Why are the Glazers so keen to retain control of a club in which they seem so reluctant to invest their money or time and where they are downright despised? There’s a buzz phrase in macroeconomics known as ‘the asset economy’, which basically says that in Anglo-capitalist societies the main determinant of social class and life chances is no longer your job, but what you already own. As wages stagnate while asset prices continue to rise, a growing social and political divide has emerged between those who work to survive and those who can simply live off the inflationary returns of their existing assets.

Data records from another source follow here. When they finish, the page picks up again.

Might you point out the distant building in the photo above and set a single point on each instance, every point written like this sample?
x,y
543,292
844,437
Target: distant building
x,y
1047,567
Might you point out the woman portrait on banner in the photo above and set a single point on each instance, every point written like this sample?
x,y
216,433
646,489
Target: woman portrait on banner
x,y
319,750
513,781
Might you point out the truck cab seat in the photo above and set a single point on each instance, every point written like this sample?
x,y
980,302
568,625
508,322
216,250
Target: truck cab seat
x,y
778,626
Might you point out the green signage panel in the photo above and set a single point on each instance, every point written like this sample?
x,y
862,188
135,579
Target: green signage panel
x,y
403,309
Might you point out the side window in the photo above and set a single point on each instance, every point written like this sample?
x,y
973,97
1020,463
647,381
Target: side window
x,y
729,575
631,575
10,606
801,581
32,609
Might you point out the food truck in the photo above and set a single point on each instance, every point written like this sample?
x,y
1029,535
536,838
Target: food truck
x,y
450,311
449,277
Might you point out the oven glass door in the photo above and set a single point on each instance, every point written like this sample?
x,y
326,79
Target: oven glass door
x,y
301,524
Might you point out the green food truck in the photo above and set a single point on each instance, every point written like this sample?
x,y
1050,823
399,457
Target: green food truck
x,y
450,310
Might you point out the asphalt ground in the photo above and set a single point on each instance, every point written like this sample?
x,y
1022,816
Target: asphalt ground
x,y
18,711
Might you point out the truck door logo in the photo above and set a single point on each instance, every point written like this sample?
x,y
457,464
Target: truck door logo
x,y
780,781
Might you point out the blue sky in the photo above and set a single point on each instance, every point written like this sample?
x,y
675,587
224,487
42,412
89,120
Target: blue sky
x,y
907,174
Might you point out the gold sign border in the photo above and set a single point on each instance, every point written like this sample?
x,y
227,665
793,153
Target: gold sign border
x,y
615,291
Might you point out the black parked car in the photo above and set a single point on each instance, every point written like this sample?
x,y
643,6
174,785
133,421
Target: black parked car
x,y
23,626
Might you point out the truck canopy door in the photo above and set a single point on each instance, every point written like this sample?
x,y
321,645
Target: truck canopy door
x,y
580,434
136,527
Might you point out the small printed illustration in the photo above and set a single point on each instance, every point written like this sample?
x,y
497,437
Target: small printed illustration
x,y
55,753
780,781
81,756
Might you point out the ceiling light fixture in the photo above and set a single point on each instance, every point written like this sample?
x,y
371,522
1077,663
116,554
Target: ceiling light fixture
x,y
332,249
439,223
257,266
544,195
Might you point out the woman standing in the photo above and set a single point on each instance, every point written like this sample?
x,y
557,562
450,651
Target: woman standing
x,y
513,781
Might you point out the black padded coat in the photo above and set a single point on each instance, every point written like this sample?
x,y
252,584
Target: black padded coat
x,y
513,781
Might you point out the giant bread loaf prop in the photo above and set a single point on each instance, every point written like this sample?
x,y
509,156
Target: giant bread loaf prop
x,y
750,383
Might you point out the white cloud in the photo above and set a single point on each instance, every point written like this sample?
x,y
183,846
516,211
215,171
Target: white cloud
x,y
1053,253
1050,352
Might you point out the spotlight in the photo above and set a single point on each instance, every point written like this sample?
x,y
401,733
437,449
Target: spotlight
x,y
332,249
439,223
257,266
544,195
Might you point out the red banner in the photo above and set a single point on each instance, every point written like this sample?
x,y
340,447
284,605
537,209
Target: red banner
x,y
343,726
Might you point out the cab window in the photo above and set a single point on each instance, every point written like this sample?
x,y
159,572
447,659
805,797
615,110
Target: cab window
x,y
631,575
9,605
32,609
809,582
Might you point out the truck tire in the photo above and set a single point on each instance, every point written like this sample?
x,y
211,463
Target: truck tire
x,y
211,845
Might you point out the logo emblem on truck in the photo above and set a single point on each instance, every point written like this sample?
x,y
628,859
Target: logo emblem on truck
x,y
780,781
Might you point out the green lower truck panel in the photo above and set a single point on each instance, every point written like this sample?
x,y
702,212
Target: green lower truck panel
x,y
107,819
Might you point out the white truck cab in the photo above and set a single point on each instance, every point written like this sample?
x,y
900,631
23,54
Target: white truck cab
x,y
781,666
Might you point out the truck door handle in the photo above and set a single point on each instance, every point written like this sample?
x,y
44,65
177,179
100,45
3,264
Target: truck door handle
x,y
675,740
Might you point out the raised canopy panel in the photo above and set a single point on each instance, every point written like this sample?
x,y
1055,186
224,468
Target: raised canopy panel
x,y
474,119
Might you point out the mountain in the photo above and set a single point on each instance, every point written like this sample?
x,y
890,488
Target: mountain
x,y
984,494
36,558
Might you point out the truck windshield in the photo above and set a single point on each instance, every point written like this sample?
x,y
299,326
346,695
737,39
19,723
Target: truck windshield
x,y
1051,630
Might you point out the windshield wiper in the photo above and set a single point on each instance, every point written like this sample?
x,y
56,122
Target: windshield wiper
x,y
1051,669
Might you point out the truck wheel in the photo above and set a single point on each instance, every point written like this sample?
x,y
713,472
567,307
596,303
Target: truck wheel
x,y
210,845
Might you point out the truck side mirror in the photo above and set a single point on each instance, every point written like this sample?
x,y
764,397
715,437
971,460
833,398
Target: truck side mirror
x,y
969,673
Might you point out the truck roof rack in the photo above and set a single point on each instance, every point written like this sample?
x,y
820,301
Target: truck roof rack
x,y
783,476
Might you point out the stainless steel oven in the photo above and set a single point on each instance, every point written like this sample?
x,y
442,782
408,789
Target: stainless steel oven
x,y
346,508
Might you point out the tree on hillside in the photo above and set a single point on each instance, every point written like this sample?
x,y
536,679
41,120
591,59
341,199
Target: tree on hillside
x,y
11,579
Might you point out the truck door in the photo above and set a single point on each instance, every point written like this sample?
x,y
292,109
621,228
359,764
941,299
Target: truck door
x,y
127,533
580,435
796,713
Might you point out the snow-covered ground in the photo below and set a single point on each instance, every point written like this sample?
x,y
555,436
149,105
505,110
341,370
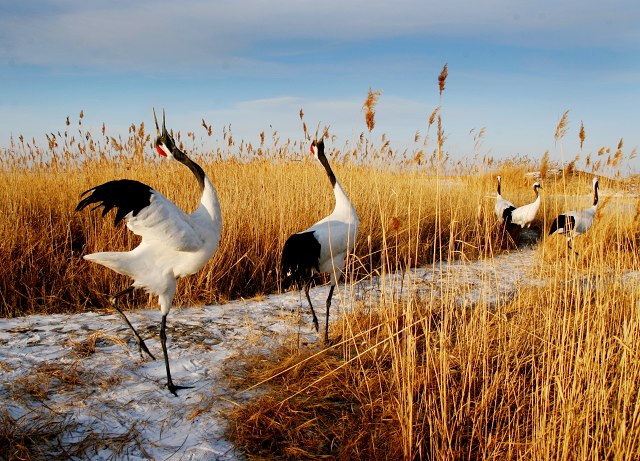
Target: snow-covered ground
x,y
85,368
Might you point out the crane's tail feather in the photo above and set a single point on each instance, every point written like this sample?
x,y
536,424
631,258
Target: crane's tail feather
x,y
300,257
125,195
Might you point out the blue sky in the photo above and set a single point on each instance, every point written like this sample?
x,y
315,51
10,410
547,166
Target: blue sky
x,y
514,68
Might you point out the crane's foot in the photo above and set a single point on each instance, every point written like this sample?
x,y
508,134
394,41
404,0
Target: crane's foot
x,y
174,389
143,347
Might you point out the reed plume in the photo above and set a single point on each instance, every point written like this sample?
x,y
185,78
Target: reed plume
x,y
369,108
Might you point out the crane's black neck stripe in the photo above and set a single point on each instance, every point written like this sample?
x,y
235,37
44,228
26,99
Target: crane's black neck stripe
x,y
193,166
506,214
125,195
301,256
325,163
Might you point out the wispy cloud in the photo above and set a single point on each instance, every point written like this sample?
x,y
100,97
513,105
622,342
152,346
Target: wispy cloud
x,y
167,36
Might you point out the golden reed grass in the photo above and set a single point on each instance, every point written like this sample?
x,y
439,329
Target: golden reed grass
x,y
551,373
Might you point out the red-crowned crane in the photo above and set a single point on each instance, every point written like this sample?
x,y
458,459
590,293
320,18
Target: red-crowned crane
x,y
503,208
574,223
324,246
523,216
174,244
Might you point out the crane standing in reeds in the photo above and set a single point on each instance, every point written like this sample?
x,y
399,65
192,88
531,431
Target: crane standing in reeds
x,y
174,244
324,246
574,223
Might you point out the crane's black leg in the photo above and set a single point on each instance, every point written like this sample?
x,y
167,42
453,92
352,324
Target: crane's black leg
x,y
315,319
163,340
114,301
326,320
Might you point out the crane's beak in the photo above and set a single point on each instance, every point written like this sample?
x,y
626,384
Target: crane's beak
x,y
164,143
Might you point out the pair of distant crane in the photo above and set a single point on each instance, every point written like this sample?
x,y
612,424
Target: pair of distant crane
x,y
570,223
175,244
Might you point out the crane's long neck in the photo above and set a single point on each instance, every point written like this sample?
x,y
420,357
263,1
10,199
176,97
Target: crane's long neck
x,y
343,207
197,171
209,199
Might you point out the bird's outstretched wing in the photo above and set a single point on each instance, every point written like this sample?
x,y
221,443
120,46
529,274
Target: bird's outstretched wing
x,y
148,213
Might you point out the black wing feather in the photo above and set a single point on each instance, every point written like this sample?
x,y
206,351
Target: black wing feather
x,y
125,195
562,223
300,256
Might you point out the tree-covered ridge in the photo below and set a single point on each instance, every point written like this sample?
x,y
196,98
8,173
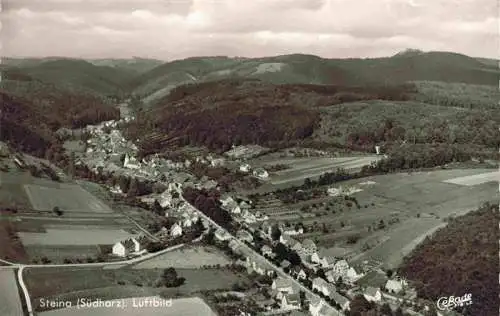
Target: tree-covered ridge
x,y
222,113
459,259
369,123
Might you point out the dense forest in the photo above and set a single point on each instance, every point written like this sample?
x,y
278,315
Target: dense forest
x,y
459,259
29,123
208,203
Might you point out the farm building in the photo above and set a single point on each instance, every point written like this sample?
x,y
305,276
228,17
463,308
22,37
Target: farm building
x,y
308,246
266,250
131,245
175,230
395,286
299,273
323,257
290,301
221,235
282,285
287,240
323,286
131,162
244,235
372,294
341,300
245,167
321,308
341,267
261,173
285,264
124,248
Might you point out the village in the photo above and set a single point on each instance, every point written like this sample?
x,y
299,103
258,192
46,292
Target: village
x,y
306,279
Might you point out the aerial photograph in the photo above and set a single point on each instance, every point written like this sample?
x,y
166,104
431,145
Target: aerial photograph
x,y
249,158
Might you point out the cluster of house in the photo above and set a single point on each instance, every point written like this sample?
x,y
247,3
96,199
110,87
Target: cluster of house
x,y
130,246
241,210
113,153
290,299
259,173
335,268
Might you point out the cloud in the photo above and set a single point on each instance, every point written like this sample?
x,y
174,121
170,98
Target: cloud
x,y
170,29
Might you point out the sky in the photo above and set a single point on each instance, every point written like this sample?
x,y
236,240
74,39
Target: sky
x,y
176,29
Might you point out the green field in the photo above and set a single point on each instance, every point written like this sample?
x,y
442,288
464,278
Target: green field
x,y
10,301
73,283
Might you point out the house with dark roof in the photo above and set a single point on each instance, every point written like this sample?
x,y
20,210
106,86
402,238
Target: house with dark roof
x,y
282,285
372,294
285,264
308,246
323,257
290,301
299,273
124,248
323,286
341,300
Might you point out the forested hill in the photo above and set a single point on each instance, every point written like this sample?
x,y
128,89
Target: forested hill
x,y
458,259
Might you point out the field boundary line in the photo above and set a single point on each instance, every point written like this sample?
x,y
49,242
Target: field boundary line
x,y
25,290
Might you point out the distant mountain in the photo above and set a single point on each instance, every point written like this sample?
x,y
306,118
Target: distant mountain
x,y
70,74
135,66
152,80
409,65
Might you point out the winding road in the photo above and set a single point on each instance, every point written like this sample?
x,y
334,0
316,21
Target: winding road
x,y
255,254
21,267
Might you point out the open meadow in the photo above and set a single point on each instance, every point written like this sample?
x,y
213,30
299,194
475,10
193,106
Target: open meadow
x,y
73,283
427,198
192,306
403,207
36,231
10,301
186,258
67,197
75,236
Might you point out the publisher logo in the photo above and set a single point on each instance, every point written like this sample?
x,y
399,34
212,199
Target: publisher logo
x,y
451,302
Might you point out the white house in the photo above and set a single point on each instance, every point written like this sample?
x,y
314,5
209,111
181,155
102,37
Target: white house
x,y
266,250
323,257
295,245
232,207
292,231
175,230
282,285
225,200
124,248
221,235
395,286
165,199
244,235
131,162
290,301
299,273
261,173
321,308
287,240
341,267
187,222
308,246
353,275
322,286
372,294
341,300
245,167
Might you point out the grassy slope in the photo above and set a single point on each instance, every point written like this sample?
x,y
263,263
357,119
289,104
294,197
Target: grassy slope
x,y
299,68
469,245
74,75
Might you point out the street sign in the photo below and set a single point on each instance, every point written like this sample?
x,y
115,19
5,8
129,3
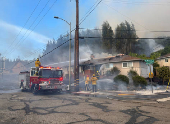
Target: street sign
x,y
149,61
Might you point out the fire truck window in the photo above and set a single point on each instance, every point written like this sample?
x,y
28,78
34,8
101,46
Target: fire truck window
x,y
57,74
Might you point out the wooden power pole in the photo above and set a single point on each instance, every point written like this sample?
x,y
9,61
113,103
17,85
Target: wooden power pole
x,y
76,50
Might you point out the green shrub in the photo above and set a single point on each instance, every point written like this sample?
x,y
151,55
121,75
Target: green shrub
x,y
121,78
138,80
115,70
132,73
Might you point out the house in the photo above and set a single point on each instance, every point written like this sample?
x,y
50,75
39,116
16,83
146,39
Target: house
x,y
123,62
18,67
164,60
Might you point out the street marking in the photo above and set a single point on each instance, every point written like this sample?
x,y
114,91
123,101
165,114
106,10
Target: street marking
x,y
125,94
163,99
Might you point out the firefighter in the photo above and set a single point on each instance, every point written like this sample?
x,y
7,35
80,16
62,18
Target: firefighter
x,y
98,75
94,82
36,74
151,77
37,64
87,83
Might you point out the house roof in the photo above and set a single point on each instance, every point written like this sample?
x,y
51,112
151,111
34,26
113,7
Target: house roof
x,y
164,56
112,59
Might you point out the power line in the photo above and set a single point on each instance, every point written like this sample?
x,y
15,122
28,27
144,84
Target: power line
x,y
90,12
124,30
81,37
24,24
34,26
126,17
140,3
44,54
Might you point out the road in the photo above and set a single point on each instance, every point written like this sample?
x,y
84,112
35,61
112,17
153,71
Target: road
x,y
26,108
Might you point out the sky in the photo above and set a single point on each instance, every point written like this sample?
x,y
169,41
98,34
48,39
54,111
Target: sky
x,y
27,25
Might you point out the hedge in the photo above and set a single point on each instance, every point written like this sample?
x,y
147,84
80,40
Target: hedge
x,y
121,78
138,80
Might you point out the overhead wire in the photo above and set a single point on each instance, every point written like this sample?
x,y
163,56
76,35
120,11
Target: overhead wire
x,y
24,24
32,25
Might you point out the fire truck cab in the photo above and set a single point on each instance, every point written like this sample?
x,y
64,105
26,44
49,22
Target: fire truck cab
x,y
41,79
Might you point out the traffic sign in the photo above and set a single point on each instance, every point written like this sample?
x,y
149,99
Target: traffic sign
x,y
149,61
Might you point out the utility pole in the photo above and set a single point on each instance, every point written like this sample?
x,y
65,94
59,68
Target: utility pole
x,y
2,67
76,51
151,78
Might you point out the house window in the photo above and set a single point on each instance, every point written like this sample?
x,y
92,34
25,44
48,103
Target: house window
x,y
127,64
107,65
166,60
111,65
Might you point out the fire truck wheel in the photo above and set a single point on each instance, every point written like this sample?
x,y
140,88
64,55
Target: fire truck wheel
x,y
35,90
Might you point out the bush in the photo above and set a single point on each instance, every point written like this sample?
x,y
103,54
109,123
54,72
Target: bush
x,y
133,73
138,80
115,71
121,78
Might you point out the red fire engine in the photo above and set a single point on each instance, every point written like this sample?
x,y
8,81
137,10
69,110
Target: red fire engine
x,y
47,78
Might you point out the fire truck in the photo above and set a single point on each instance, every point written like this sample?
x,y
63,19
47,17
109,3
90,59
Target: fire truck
x,y
45,79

“Nothing has changed since I left,” commented Cristiano Ronaldo about his return to Manchester United in 2021. “The swimming pool, the jacuzzi, even the gym. I thought I would see new technology and new infrastructure. I saw things I saw when I was 20.” Former CEO David Gill remembers that Old Trafford’s roof leaked a decade ago, but because the club were champions no one noticed.
According to football finance blog Swiss Ramble, United have spent less than Fulham, Leicester and barely more than Brighton on infrastructure development over the past decade. Meanwhile, against a backdrop of chronic underinvestment and net debt of around £773m, the Glazer family has made around £1.3bn from share sales and dividend payments since taking over at United. This is how the asset economy works: the asset itself becomes your paycheck and everyone who needs it essentially works for you.
It’s easy to see why Ratcliffe’s no-takeover has generated such feverish optimism in United circles. It offers the illusion of control in an uncontrollable landscape, the illusion of simplicity in a mind-bogglingly complex situation, the illusion of innovation when in reality very little has changed. You can’t get the Glazers out. You cannot see or contact them. You can’t afford to buy their shares, and even if you could, you can’t force them to sell. And you cannot overthrow the culture of parasitic rentier capitalism that allows them to operate, or explode the regulatory structures that make it legal.
But us can frothing about the arrival of Wilcox and Graham Potter, and fixating on internal email traffic levels, like all these things. Perhaps, given the deluge of negative publicity this week, we’ll even be treated to a ceremonial repair of the roof of Old Trafford. I think of photo ops, I think of North West. Tonight I’m thinking of Quinton Fortune in hi-vis with a golden hammer in his hand.
Meanwhile, the turnstiles keep clicking and the assets keep sweating. After all, at a club as lucrative and popular as United you never have to repair the roof because the sun always shines.